背景:冠状病毒2019(COVID-19)患者是呼吸功能障碍的高危人群。脉搏氧饱和度/吸入氧分压(SpO2/FiO2)比值是呼吸功能障碍的一种无创评估,可替代器官功能衰竭序列评估评分中的 PaO2:FiO2 比值。我们假设急诊科(ED)的 SpO2/FiO2 比值与 COVID-19 患者的机械通气需求相关。我们的目标是利用SpO2/FiO2比值确定需要机械通气风险最大的COVID-19患者:我们对两家医院收治的 COVID-19 患者进行了回顾性分析。计算入院时最高和最低的 SpO2/FiO2 比率(饱和度百分比/吸入氧气分量)。我们进行了卡方、单变量和多元回归分析,以评估入院时SpO2/FiO2比值与机械通气和重症监护室(ICU)护理需求的关系:共有 539 名患者(46% 女性;84% 白人)符合纳入标准,平均年龄为 67.6 ± 18.6 岁。据统计,住院期间需要机械通气的患者年龄较小(P = 0.001),体重指数较高(P P = 0.03),病态肥胖(P P = 2/FiO2比值≤300与需要机械通气有关。ED SpO2/FiO2 比率最低值≤300 与需要重症监护室护理有关。ED SpO2/FiO2比率>300与机械通气或重症监护室(ICU)需求之间没有统计学意义上的相关性:结论:COVID-19 患者住院期间,急诊室 SpO2/FiO2 比率与机械通气和重症监护室需求相关。这些结果支持将 ED SpO2/FiO2 作为一种可能的分诊工具,并预测 COVID-19 患者的住院资源需求。还需要进一步研究。

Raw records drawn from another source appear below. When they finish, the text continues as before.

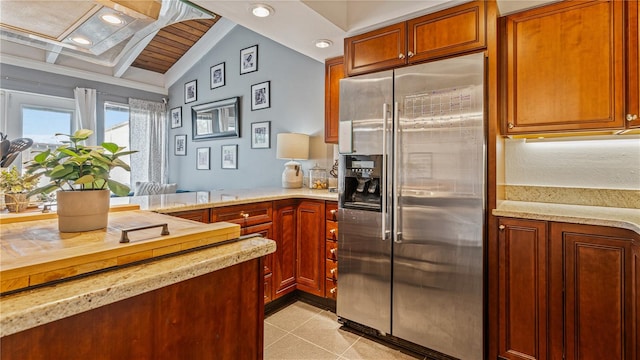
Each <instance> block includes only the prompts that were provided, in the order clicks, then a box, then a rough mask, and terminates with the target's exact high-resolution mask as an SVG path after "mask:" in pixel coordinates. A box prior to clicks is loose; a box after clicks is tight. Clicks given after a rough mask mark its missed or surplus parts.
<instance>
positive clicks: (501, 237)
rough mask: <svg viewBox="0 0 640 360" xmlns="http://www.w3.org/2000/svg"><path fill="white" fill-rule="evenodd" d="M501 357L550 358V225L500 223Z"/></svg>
mask: <svg viewBox="0 0 640 360" xmlns="http://www.w3.org/2000/svg"><path fill="white" fill-rule="evenodd" d="M499 228H500V232H499V235H498V236H499V238H498V244H499V245H498V246H499V252H500V253H499V262H500V263H499V283H500V305H499V307H500V313H499V333H500V338H499V355H500V356H501V357H502V358H504V359H513V360H516V359H517V360H525V359H527V360H529V359H536V360H541V359H547V342H546V338H547V328H548V326H547V317H546V313H547V290H546V289H547V279H548V276H547V274H548V269H547V261H548V250H547V223H546V222H544V221H534V220H518V219H500V220H499Z"/></svg>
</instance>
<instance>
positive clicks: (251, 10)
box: [251, 4, 275, 17]
mask: <svg viewBox="0 0 640 360" xmlns="http://www.w3.org/2000/svg"><path fill="white" fill-rule="evenodd" d="M274 12H275V10H273V8H272V7H271V6H269V5H265V4H254V5H251V13H252V14H253V15H254V16H257V17H267V16H269V15H271V14H273V13H274Z"/></svg>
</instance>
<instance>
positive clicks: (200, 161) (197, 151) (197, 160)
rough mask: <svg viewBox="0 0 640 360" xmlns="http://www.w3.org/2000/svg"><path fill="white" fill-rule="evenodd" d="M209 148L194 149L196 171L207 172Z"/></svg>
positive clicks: (209, 149)
mask: <svg viewBox="0 0 640 360" xmlns="http://www.w3.org/2000/svg"><path fill="white" fill-rule="evenodd" d="M210 153H211V148H197V149H196V169H197V170H209V169H211V167H210V166H209V164H210V162H209V155H210Z"/></svg>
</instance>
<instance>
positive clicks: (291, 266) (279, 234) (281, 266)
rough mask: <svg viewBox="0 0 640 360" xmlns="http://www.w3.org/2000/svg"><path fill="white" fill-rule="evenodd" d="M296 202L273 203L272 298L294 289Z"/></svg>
mask: <svg viewBox="0 0 640 360" xmlns="http://www.w3.org/2000/svg"><path fill="white" fill-rule="evenodd" d="M296 204H297V201H295V200H282V201H276V202H274V203H273V206H274V213H275V216H274V221H273V240H275V242H276V246H277V249H276V252H275V253H274V256H273V275H272V277H271V281H272V282H273V293H272V295H273V299H277V298H279V297H281V296H283V295H285V294H288V293H290V292H292V291H294V290H295V289H296V229H297V227H296V223H297V221H296V220H297V216H296Z"/></svg>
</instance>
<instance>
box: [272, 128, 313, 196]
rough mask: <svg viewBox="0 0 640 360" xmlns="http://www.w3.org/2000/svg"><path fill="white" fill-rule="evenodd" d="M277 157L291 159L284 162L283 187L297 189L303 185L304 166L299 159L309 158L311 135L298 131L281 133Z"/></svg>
mask: <svg viewBox="0 0 640 360" xmlns="http://www.w3.org/2000/svg"><path fill="white" fill-rule="evenodd" d="M276 141H277V151H276V153H277V154H276V157H277V158H278V159H290V161H288V162H287V163H285V164H284V172H283V173H282V187H283V188H285V189H297V188H301V187H302V177H303V176H302V167H301V165H300V163H299V162H297V161H295V160H296V159H298V160H307V159H308V158H309V135H305V134H296V133H280V134H278V137H277V140H276Z"/></svg>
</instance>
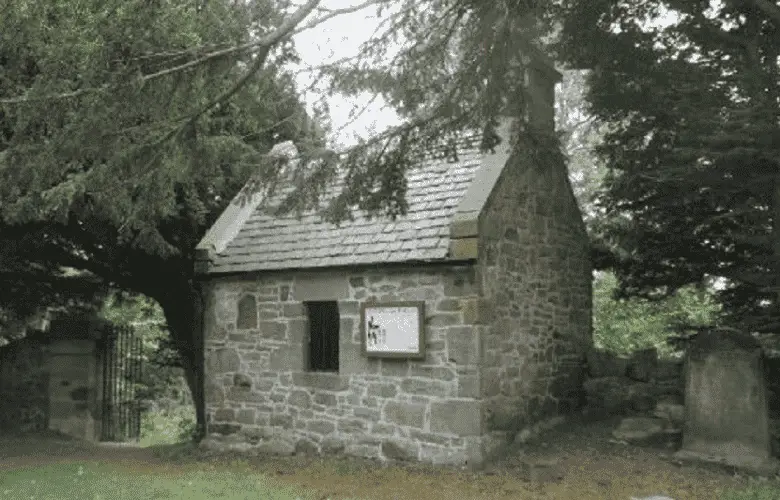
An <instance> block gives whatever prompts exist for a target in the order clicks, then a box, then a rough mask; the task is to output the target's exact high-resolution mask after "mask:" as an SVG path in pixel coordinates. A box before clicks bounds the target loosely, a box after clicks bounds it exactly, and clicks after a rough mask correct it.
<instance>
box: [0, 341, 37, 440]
mask: <svg viewBox="0 0 780 500" xmlns="http://www.w3.org/2000/svg"><path fill="white" fill-rule="evenodd" d="M47 359H48V352H47V346H46V343H45V342H44V341H43V339H41V338H40V337H39V336H29V337H26V338H23V339H20V340H16V341H13V342H11V343H10V344H8V345H6V346H4V347H2V348H0V435H2V434H11V433H19V432H34V431H41V430H45V429H47V428H48V427H49V397H48V390H49V372H48V367H47V366H46V360H47Z"/></svg>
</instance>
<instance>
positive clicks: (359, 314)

本文章由计算机程序翻译,如有差异,请以英文原文为准。
求助全文
约1分钟内获得全文 去求助
来源期刊
Western Journal of Emergency Medicine
Western Journal of Emergency Medicine Medicine-Emergency Medicine
CiteScore
5.30
自引率
3.20%
发文量
125
审稿时长
16 weeks
期刊介绍: WestJEM focuses on how the systems and delivery of emergency care affects health, health disparities, and health outcomes in communities and populations worldwide, including the impact of social conditions on the composition of patients seeking care in emergency departments.
期刊最新文献
Impact of Prehospital Ultrasound Training on Simulated Paramedic Clinical Decision-Making. Interfacility Patient Transfers During COVID-19 Pandemic: Mixed-Methods Study. Making A Difference: Launching a Multimodal, Resident-Run Social Emergency Medicine Program. Methadone Initiation in the Emergency Department for Opioid Use Disorder. Neutrophil-to-Lymphocyte Ratio Predicts Sepsis in Adult Patients Meeting Two or More Systemic Inflammatory Response Syndrome Criteria.
×
引用
GB/T 7714-2015
复制
MLA
复制
APA
复制
导出至
BibTeX EndNote RefMan NoteFirst NoteExpress
×
×
提示
您的信息不完整,为了账户安全,请先补充。
现在去补充
×
提示
您因"违规操作"
具体请查看互助需知
我知道了
×
提示
现在去查看 取消
×
提示
确定
0
微信
客服QQ
Book学术公众号 扫码关注我们
反馈
×
意见反馈
请填写您的意见或建议
请填写您的手机或邮箱
已复制链接
已复制链接
快去分享给好友吧!
我知道了
×
扫码分享
扫码分享
Book学术官方微信
Book学术文献互助
Book学术文献互助群
群 号:481959085
Book学术
文献互助 智能选刊 最新文献 互助须知 联系我们:info@booksci.cn
Book学术提供免费学术资源搜索服务,方便国内外学者检索中英文文献。致力于提供最便捷和优质的服务体验。